Hacker News new | ask | show | jobs
by theikkila 1044 days ago
Related to 1. If I understood corrently the agent generates single object per each flushing interval containing all data accross all topics it has received. Does this mean that when reading the consumer needs to read multiple partition data simultaneously to access just single partition? How about scaling consumers horizontally how does WarpStream Agent handle horizontal partitioning of the stream from consuming side?
1 comments

[WarpStream co-founder here]

That is correct about flushing. RE: consuming. The TLDR; is that the agents in an availability zone cluster with each other to form a distributed file cache such that no matter how many consumers you attach to a topic, you will almost never pay for more than 1 GET request per 4MiB of data, per zone.

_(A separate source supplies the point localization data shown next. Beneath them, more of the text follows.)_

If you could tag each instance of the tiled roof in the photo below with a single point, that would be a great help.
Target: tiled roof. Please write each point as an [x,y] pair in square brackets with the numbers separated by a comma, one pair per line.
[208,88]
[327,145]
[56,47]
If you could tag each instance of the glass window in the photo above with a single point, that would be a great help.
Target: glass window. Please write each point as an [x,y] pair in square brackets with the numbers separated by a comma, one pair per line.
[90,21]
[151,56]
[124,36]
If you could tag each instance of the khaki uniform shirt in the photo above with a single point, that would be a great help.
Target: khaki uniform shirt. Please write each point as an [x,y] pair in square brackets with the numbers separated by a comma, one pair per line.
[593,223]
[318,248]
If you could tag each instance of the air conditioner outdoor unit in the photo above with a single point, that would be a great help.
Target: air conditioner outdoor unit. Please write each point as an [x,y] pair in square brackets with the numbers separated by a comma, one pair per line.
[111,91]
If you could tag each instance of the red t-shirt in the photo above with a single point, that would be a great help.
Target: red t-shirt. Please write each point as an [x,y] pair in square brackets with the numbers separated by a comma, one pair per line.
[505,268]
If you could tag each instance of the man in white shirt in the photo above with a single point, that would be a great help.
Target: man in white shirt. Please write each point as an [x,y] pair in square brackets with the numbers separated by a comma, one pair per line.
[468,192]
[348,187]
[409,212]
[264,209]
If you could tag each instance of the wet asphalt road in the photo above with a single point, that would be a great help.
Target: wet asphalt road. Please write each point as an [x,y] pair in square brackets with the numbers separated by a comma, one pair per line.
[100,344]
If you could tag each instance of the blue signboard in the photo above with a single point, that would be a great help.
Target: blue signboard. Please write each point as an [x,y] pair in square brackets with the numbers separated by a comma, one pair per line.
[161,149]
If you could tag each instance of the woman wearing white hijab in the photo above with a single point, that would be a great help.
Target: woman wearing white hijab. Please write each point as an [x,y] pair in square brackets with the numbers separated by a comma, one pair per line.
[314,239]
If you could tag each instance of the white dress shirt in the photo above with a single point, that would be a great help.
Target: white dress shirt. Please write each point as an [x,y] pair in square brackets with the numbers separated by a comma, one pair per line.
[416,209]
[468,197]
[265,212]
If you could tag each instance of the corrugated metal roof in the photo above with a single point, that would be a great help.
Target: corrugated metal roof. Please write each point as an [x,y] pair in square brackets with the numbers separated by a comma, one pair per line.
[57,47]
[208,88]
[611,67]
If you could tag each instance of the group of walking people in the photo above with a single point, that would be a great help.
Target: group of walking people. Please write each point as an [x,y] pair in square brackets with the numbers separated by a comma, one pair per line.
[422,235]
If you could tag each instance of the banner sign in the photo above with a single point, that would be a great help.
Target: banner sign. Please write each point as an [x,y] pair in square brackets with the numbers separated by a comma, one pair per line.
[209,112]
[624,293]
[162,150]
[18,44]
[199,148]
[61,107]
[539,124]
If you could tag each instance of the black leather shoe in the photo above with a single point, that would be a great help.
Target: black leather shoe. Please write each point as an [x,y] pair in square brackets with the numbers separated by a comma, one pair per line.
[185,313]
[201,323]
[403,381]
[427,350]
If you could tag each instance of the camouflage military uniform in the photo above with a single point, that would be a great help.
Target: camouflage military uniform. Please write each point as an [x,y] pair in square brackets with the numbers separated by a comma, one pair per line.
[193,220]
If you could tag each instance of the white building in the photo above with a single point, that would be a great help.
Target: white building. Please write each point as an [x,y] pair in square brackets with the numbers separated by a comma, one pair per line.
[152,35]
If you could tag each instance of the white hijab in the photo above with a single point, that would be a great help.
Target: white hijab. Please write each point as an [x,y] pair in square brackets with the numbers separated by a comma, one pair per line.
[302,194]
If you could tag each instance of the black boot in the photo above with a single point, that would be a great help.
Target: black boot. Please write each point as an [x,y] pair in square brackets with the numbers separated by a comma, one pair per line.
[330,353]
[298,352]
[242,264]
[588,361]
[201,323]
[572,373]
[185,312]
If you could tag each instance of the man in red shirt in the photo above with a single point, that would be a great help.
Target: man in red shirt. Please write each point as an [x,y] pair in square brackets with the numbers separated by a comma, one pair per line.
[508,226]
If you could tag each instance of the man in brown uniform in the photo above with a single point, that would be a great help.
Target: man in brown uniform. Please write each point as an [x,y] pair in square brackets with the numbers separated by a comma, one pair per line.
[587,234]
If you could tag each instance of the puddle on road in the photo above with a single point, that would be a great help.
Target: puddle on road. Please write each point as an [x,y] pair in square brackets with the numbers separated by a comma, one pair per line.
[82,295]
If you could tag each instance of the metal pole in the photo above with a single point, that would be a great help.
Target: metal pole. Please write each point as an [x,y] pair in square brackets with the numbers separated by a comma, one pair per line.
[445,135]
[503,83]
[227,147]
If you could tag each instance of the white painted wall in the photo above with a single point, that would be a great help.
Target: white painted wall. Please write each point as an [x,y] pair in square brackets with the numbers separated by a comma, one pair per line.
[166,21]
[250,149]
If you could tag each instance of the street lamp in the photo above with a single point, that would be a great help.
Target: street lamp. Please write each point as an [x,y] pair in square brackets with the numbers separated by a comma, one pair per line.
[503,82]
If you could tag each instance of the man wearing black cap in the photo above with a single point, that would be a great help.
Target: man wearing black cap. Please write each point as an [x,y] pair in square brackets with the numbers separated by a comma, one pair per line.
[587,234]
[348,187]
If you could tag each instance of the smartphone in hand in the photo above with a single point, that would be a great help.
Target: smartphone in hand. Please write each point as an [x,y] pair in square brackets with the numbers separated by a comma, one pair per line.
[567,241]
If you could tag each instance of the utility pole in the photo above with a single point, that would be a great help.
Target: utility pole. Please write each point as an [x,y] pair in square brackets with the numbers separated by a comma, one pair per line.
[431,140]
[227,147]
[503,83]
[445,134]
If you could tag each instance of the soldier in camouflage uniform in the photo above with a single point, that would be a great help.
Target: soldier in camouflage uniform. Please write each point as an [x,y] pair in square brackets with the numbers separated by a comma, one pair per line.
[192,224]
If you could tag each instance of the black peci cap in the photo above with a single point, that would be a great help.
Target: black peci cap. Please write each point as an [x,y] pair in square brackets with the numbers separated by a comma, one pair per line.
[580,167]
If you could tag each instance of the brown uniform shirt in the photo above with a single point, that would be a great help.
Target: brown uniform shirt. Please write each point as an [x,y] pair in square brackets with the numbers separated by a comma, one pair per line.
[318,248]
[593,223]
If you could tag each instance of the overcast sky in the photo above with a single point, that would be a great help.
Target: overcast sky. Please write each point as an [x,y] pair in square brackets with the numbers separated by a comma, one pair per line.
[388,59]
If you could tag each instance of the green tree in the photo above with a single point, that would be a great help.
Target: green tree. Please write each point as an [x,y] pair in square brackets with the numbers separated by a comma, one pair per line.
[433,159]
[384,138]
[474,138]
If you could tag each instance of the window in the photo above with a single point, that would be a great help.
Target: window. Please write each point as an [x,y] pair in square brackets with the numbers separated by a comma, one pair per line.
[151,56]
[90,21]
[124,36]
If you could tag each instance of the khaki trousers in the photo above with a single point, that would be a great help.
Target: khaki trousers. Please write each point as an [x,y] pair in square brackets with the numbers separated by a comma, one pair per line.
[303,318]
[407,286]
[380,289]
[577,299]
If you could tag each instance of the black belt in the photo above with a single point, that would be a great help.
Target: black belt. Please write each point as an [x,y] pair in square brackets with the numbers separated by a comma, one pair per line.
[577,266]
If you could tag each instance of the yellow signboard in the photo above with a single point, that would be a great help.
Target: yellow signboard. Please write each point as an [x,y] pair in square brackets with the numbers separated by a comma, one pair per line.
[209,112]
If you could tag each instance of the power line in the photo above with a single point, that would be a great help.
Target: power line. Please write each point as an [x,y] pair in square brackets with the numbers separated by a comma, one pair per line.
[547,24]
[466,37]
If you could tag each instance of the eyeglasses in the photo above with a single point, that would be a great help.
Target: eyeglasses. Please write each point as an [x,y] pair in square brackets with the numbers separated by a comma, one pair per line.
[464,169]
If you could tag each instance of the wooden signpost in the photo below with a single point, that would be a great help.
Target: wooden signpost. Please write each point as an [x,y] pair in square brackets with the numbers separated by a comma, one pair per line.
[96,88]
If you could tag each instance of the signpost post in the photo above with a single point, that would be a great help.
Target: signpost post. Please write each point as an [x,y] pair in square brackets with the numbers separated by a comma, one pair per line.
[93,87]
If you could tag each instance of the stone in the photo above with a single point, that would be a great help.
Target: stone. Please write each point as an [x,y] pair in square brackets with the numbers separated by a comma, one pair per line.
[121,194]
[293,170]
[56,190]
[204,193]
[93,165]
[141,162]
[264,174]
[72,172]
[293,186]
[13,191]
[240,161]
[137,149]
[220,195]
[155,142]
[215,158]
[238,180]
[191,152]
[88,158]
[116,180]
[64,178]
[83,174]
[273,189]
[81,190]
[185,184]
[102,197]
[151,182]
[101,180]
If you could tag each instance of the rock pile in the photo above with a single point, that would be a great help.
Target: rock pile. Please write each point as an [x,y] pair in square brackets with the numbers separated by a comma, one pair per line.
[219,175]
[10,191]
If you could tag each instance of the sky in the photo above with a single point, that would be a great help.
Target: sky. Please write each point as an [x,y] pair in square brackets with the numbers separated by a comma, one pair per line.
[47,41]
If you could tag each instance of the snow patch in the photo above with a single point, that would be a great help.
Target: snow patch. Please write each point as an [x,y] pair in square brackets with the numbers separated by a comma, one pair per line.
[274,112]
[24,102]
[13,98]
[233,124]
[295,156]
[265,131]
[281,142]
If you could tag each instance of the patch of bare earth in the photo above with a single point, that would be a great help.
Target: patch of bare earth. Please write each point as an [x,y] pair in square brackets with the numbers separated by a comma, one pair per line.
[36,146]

Basically when a consumer fetches a block of data for a single partition, that will trigger an "over read" of up to 4MiB of data that is then cached for subsequent requests. This cache is "smart" and will deduplicate all concurrent requests for the same 4MiB blocks across all agents within an AZ.

It's a bit difficult to explain succinctly in an HN comment, but hopefully that helps.

Is there a reason you built that cache layer yourself (rather than each node "just" running its own sidecar MinIO instance, that write-throughs to the origin object store?)
(WarpStream co-founder)

The cache is for reads, not writes. There is no cache for writes.

We built our own because it needed to behave in a very specific way to meet our cost/latency goals. Running a MinIO sidecar instance means that every agent would effectively have to download every file in its entirety which would not scale well and would be expensive. We also have a pretty hard and fast rule about keeping deploying WarpStream as simple as rolling out a single stateless binary.